Sunday, January 31, 2010

A Trend Toward Phonetic Spelling



Spot the misspelled words!

Gurl, sup, chillen, ur, prolly, ho and kno.

But don't h8; these might be better spellings than the ones we currently have.

English spelling could use a retooling, although a conscious effort to retool it is not the route that would achieve this. Nope, it would have to trickle into a new era, caused mostly by all the horny people on chatrooms who are too busy uploading fake pics of themselves to worry about prescriptive linguistics. Currently the spelling is more historical than phonetic, with words preserved to give a clue to their origins more than their pronunciation. The common usage of phonetically spelt-out words will eventually make English a language that is easier to learn, which will benefit people with less access to educational tools and the poor ol' rest of the world that has to learn English to watch "Gilmore Girls" and get a job at the new global Best Buys poppin' up everywhere.

"So why is the "k" still on "kno"?" you might ask.

Probably because its homonym, the word "no," is so common, and spelling them the same way is less practical than just keeping the "k" for differentiation purposes.

This section NERDS ONLY

English is one of the least phonetically written alphabetic languages out there.

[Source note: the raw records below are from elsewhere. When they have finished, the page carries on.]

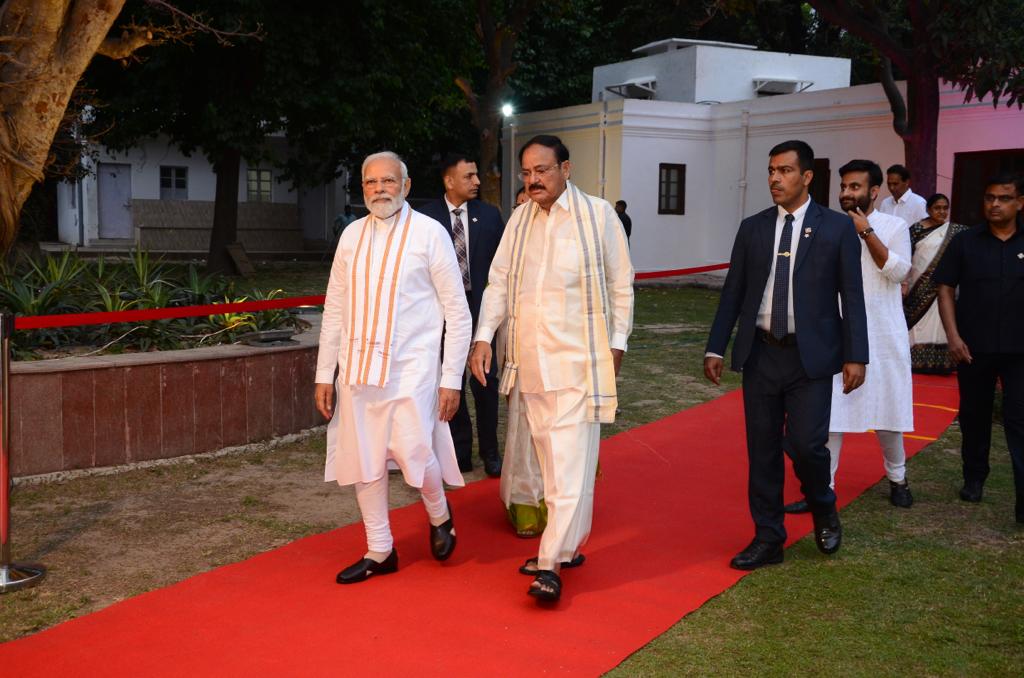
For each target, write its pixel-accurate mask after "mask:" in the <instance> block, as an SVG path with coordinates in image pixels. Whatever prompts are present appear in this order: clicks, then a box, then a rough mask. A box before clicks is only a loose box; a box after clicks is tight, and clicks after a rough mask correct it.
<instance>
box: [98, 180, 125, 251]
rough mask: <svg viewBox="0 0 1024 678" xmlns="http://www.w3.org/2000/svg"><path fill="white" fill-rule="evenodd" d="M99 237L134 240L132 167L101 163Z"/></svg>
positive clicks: (98, 180)
mask: <svg viewBox="0 0 1024 678" xmlns="http://www.w3.org/2000/svg"><path fill="white" fill-rule="evenodd" d="M96 179H97V185H98V190H99V237H100V238H129V239H130V238H132V228H131V226H132V223H131V165H127V164H121V163H99V166H98V169H97V170H96Z"/></svg>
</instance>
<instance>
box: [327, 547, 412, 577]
mask: <svg viewBox="0 0 1024 678" xmlns="http://www.w3.org/2000/svg"><path fill="white" fill-rule="evenodd" d="M396 571H398V549H391V553H390V554H389V555H388V557H386V558H384V560H383V562H377V561H376V560H371V559H370V558H364V559H361V560H359V561H358V562H354V563H352V564H351V565H349V566H348V567H345V568H344V569H342V570H341V571H340V573H338V577H337V578H336V579H335V581H336V582H338V584H358V583H359V582H365V581H367V579H368V578H369V577H370V576H371V575H390V574H391V573H396Z"/></svg>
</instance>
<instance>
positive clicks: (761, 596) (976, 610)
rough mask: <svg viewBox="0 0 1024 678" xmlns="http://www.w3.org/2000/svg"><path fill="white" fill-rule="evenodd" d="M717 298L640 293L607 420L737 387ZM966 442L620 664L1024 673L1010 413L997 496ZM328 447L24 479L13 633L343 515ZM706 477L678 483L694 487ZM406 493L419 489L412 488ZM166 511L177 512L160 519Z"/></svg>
mask: <svg viewBox="0 0 1024 678" xmlns="http://www.w3.org/2000/svg"><path fill="white" fill-rule="evenodd" d="M327 269H328V266H327V264H325V265H324V266H310V265H309V264H272V265H271V266H268V267H265V268H261V270H260V271H259V272H258V273H257V276H256V278H255V279H253V281H252V283H253V285H254V286H256V287H260V288H261V289H273V288H282V289H284V290H285V292H286V294H288V295H289V296H295V295H305V294H321V293H323V291H324V286H325V285H326V281H327V273H328V270H327ZM717 302H718V293H717V292H715V291H711V290H702V289H639V290H638V291H637V304H636V319H635V331H634V334H633V336H632V338H631V340H630V349H629V352H628V353H627V356H626V359H625V362H624V366H623V373H622V375H621V398H620V399H621V404H620V407H621V410H622V412H621V413H620V417H618V421H617V423H616V424H614V425H612V426H606V427H605V428H604V434H605V435H611V434H614V433H615V432H618V431H622V430H626V429H628V428H631V427H633V426H637V425H640V424H644V423H648V422H651V421H654V420H657V419H659V418H662V417H665V416H668V415H670V414H673V413H675V412H677V411H679V410H680V409H683V408H687V407H691V406H693V405H697V404H699V402H703V401H707V400H709V399H711V398H714V397H717V396H718V395H721V394H723V393H724V392H726V391H727V390H728V389H730V388H735V387H736V386H738V385H739V380H738V376H737V375H735V374H733V373H727V374H726V375H725V379H724V382H723V387H721V388H719V387H714V386H712V385H710V384H708V382H707V381H706V380H705V379H703V377H702V369H701V362H702V355H703V347H705V342H706V340H707V334H708V328H709V326H710V324H711V319H712V316H713V314H714V311H715V308H716V305H717ZM503 423H504V422H503ZM958 447H959V434H958V431H957V430H956V427H955V426H954V427H953V428H951V429H950V430H949V431H947V432H946V433H945V434H944V435H943V436H942V437H941V438H940V439H939V440H938V441H936V442H934V443H933V444H931V446H929V447H928V448H926V449H925V450H924V451H922V452H921V453H919V454H918V455H916V456H915V457H913V459H912V460H910V462H909V464H908V478H909V480H910V483H911V486H912V489H913V494H914V497H915V500H916V503H915V504H914V506H913V508H911V509H910V510H897V509H895V508H893V507H891V506H890V504H889V503H888V484H887V483H886V482H885V481H882V482H880V483H879V484H877V485H874V486H872V488H870V489H869V490H868V491H867V492H866V493H865V494H864V495H863V496H862V497H860V498H858V499H856V500H855V501H854V502H853V503H851V504H850V505H849V506H848V507H847V508H846V509H844V510H843V524H844V533H845V534H844V545H843V548H842V550H841V551H840V552H839V553H838V554H836V555H835V556H831V557H824V556H822V555H820V554H819V553H818V552H817V550H816V549H815V548H814V545H813V542H812V541H811V539H810V538H807V539H804V540H802V541H800V542H798V543H797V544H796V545H795V546H793V547H792V548H791V549H788V550H787V551H786V559H785V562H784V563H783V564H782V565H778V566H773V567H768V568H765V569H762V570H759V571H756V573H754V574H752V575H751V576H749V577H746V578H744V579H743V580H742V581H740V582H739V583H738V584H737V585H736V586H734V587H732V588H731V589H729V590H727V591H725V592H724V593H722V594H721V595H719V596H717V597H715V598H714V599H712V600H710V601H709V602H708V603H706V604H705V605H703V606H702V607H700V608H699V609H698V610H696V611H694V612H693V613H691V615H689V616H688V617H686V618H684V619H682V620H681V621H680V622H678V623H677V624H676V625H675V626H673V627H672V628H671V629H669V630H668V631H666V632H665V633H664V634H662V635H660V636H659V637H657V638H655V639H654V640H653V641H652V642H650V643H649V644H648V645H646V646H645V647H642V648H640V649H639V650H638V651H637V652H635V653H634V654H633V655H632V656H630V658H629V659H628V660H627V661H626V662H624V663H623V664H622V665H621V666H620V667H618V668H617V669H615V670H614V671H612V672H611V675H622V676H650V675H653V676H677V675H722V676H735V675H758V676H761V675H769V676H774V675H778V676H790V675H826V676H833V675H843V676H878V675H884V676H889V675H900V676H904V675H908V676H972V677H973V676H1021V675H1024V528H1021V526H1018V525H1017V524H1016V523H1015V522H1014V516H1013V505H1014V496H1013V484H1012V479H1011V475H1010V463H1009V459H1008V453H1007V448H1006V441H1005V438H1004V435H1002V429H1001V427H999V426H996V427H995V431H994V435H993V450H992V466H993V470H992V475H991V477H990V479H989V481H988V483H987V484H986V486H985V499H984V501H983V502H982V503H981V504H978V505H974V504H965V503H963V502H961V501H959V500H957V499H956V491H957V489H958V486H959V481H961V476H959V456H958ZM323 454H324V453H323V439H322V438H316V439H310V440H309V441H306V442H300V443H294V444H291V446H283V447H282V448H280V449H276V450H274V451H272V452H268V453H261V454H259V455H251V456H241V457H228V458H221V459H213V460H205V461H202V462H199V463H197V464H195V465H191V466H188V465H182V466H178V467H171V468H168V469H148V470H137V471H131V472H128V473H124V474H121V475H119V476H105V477H93V478H79V479H76V480H71V481H66V482H62V483H52V484H49V485H40V486H26V488H16V489H15V492H14V496H13V498H14V504H15V509H16V517H18V518H19V520H20V522H15V546H16V547H17V549H16V550H15V556H17V555H18V554H26V555H31V556H33V557H36V554H39V558H40V559H42V560H44V561H45V562H47V563H48V564H51V565H53V570H52V573H51V579H50V580H48V581H47V582H46V583H44V584H43V586H41V587H39V588H38V589H33V590H30V591H25V592H18V593H16V594H12V595H11V596H10V597H6V599H5V598H0V639H9V638H14V637H17V636H20V635H25V634H27V633H31V632H33V631H36V630H38V629H40V628H45V627H46V626H50V625H52V624H55V623H58V622H60V621H63V620H66V619H70V618H72V617H75V616H77V615H81V613H85V612H88V611H92V610H93V609H95V608H98V607H99V606H102V605H105V604H110V602H113V601H114V600H116V599H120V598H123V597H126V596H129V595H135V594H137V593H140V592H142V591H144V590H148V589H152V588H156V587H158V586H165V585H167V584H169V583H171V582H172V581H176V580H178V579H184V578H185V577H189V576H191V575H194V574H197V573H200V571H204V570H205V569H208V568H209V567H211V566H215V565H217V564H222V563H223V562H224V561H225V560H226V561H231V560H238V559H242V558H244V557H248V556H249V555H252V554H253V553H258V552H260V551H264V550H267V549H269V548H273V547H275V546H278V545H280V544H282V543H285V542H287V541H290V540H293V539H297V538H299V537H302V536H304V535H308V534H312V533H315V532H322V531H324V529H326V528H329V527H330V526H332V525H333V524H334V522H336V521H337V520H338V517H337V516H338V513H337V507H338V505H339V504H340V503H341V501H342V500H341V499H340V498H339V497H340V495H339V493H337V492H336V491H337V489H336V488H335V489H331V488H325V486H324V485H323V483H321V482H319V481H318V480H319V478H318V477H317V476H318V475H319V474H321V473H322V469H323ZM880 467H881V464H880ZM289 473H291V474H293V475H288V474H289ZM478 477H480V472H479V471H474V475H471V476H470V477H469V478H468V479H476V478H478ZM286 478H287V479H288V480H287V482H286V481H285V479H286ZM699 481H700V479H699V478H679V483H680V489H681V491H683V490H685V489H686V488H687V486H688V485H692V484H693V483H697V482H699ZM305 483H308V484H305ZM286 491H287V492H288V493H290V494H285V495H281V496H274V495H272V494H271V493H273V492H278V493H284V492H286ZM298 498H302V499H301V500H300V499H298ZM393 499H394V500H395V502H396V503H401V502H407V503H408V502H413V501H417V498H416V496H415V494H413V493H409V494H407V495H403V496H401V497H398V498H393ZM313 508H315V509H316V510H313ZM162 516H167V517H162ZM351 519H355V518H354V517H353V518H351ZM156 520H164V523H163V524H157V523H155V524H154V525H152V526H151V525H150V523H148V522H146V521H156ZM189 520H193V521H195V522H194V523H193V526H188V525H189V522H188V521H189ZM30 522H31V523H32V524H31V525H30V524H28V523H30ZM92 525H97V526H99V527H104V525H105V532H100V533H99V534H100V536H103V535H105V536H106V539H108V540H109V545H108V547H106V551H104V552H103V554H105V557H106V558H108V559H111V558H113V559H114V560H117V561H118V562H121V561H126V560H130V561H131V562H132V563H133V567H134V570H132V573H133V574H132V576H130V577H129V576H122V577H119V578H117V579H112V580H111V581H109V582H106V581H104V582H103V584H104V587H103V589H102V591H101V593H99V592H96V591H88V590H83V588H82V587H77V586H76V585H75V583H74V582H71V581H65V580H68V578H69V575H68V573H69V571H70V570H77V569H78V568H80V567H83V566H84V567H86V569H88V568H89V567H92V568H93V569H96V568H100V569H102V568H103V564H102V562H103V559H102V557H100V558H99V560H96V558H97V557H99V556H100V554H99V553H97V552H95V549H97V548H98V547H97V546H96V543H97V540H96V539H95V538H92V537H90V535H92V533H89V532H88V531H89V529H90V528H91V526H92ZM132 525H136V526H137V527H138V528H136V529H131V526H132ZM196 525H199V527H198V528H197V527H196ZM218 525H219V526H221V528H219V529H218V528H217V527H218ZM143 527H144V528H143ZM752 532H753V531H752ZM158 536H159V538H158ZM743 546H745V544H744V543H737V544H736V550H737V551H738V550H739V549H741V548H742V547H743ZM82 562H85V563H86V564H85V565H82V564H80V563H82ZM168 562H172V563H173V571H169V567H168V566H167V563H168ZM89 563H91V564H89ZM135 570H137V571H135ZM626 575H627V576H628V573H627V574H626ZM61 578H63V579H61ZM90 596H91V601H90ZM99 598H101V600H99V601H98V602H97V600H98V599H99ZM30 620H35V621H34V622H31V623H29V621H30Z"/></svg>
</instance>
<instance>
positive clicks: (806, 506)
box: [782, 499, 811, 513]
mask: <svg viewBox="0 0 1024 678" xmlns="http://www.w3.org/2000/svg"><path fill="white" fill-rule="evenodd" d="M782 510H783V511H785V512H786V513H810V512H811V507H810V506H808V505H807V500H806V499H801V500H800V501H799V502H794V503H792V504H786V505H785V506H783V507H782Z"/></svg>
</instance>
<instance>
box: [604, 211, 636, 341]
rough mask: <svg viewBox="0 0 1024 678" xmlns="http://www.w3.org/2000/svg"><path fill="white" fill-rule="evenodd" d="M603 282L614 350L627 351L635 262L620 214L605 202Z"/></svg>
mask: <svg viewBox="0 0 1024 678" xmlns="http://www.w3.org/2000/svg"><path fill="white" fill-rule="evenodd" d="M602 237H603V239H604V243H603V245H604V248H603V250H604V279H605V282H606V285H607V288H608V306H609V308H610V311H611V317H610V319H609V321H610V322H609V325H610V327H611V336H610V337H608V343H609V346H610V347H611V348H617V349H620V350H626V342H627V340H628V339H629V338H630V334H631V333H632V332H633V262H632V261H631V260H630V247H629V244H628V243H627V241H626V231H625V230H624V229H623V224H622V222H621V221H620V220H618V215H617V214H615V210H614V209H613V208H612V207H611V205H609V204H608V203H604V232H603V234H602Z"/></svg>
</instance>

In fact, some linguists think that English is partly a pictographic language because the spelling is so inconsistent that we have to visually memorize what words look like. Remember trying to memorize spelling "daughter" as a kid? Tricky tricky stuff. Part of the reason English is so confusing is because historically when it adopted new words, it did not rationalize them into its own spelling system. That's why we spell "tortilla" with two l's instead of "torteeya." (Of course there was some transliteration, especially for languages that don't use the latin alphabet, but even then, there's little consistency. Chinese transliterations, I believe, are based on a Russian system. That's why you can't pronounce them right and PROLLY embarrass yourself. Do you say Zhang as "Zayng" or "Jahng"? It's the latter.) The base structure of most native words incorporates both Germanic-based and Latin-based phonetic spelling systems, as well as spelling from the surrounding areas.

Here's a sample:

Christopher Columbus sailed the ocean blue.

Christopher is Greek (thus the "ch"), Columbus is Latin, the "ed" ending on "sailed" is of Germanic origin, ocean is Greek again and blue is from French of course.

And cuz most people aren't nerds like me, they don't care. They just want to spell things quickly, rationally and effectively.